Though Texas Democrats are targeting a handful of Republican-held House seats, much of the national attention has centered on the Senate race between incumbent Republican Ted Cruz and Democrat Beto O’Rourke.
Hogg was critical of Cruz in a brief interview before the event, taking issue with his opposition to universal background checks and funding for gun control research.
Hogg, asked about advocating gun control in a state that has been hostile to statewide candidates who support tighter firearm restrictions, said he has sought to reframe the conversation.
“Is Texas pro-safety? That’s the question that you need to ask,” he said. “The way that we advocate for what we talk about is in the same way that people that advocated for advocated for safer cars and roads weren’t anti-car or pro-car. We’re not anti-gun and pro-gun, we’re pro people not dying.”
Kelly said he talks to people who are critical of gun-control measures by first gathering what they do and don’t know about gun restrictions.
“It’s rare that people understand our gun laws, whether they’re federal or state,” he said. “So you often find people who feel that they are pro-gun rights and supportive of the ease of getting firearms, without realizing how easy it actually is for people who are criminals or domestic abusers or suspected terrorists.”
The former astronaut said he had not seen a recent TV ad that criticized Culberson for backing projects that would explore Europa, a Jupiter moon that scientists say could have the ingredients needed for life.
Fletcher has tied Culberson’s interest in space exploration to flood control, suggesting that he cares more about life away from Earth. Culberson has pushed back, citing his work on flood control, and shared a story on social media Friday that was critical of Fletcher’s statements about NASA.
Meanwhile, several local officials attended the event, including state Sen.

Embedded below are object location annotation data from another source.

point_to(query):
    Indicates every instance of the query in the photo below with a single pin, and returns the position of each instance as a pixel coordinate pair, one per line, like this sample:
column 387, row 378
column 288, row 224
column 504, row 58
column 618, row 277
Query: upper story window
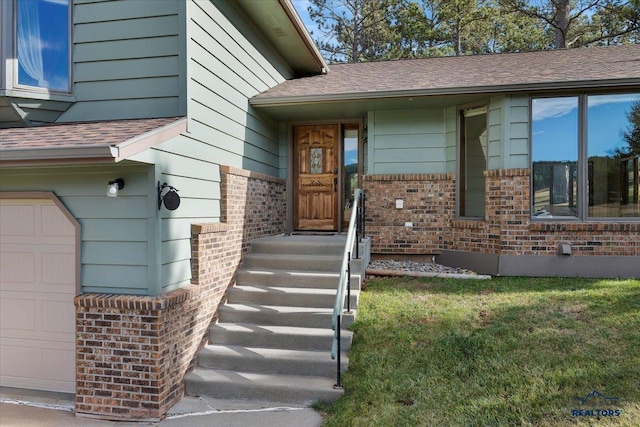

Sylvia Garcia, a Democrat who is widely expected to win her open race Tuesday for Texas’ deep-blue 29th Congressional District.
“Moms are tired of it. Responsible gun owners are tired of it,” Garcia said of gun violence. “Most Texans just want to be able to do their hunting, which is the way I grew up in South Texas (on a farm). I still own a shot gun. I have one at my house right now.”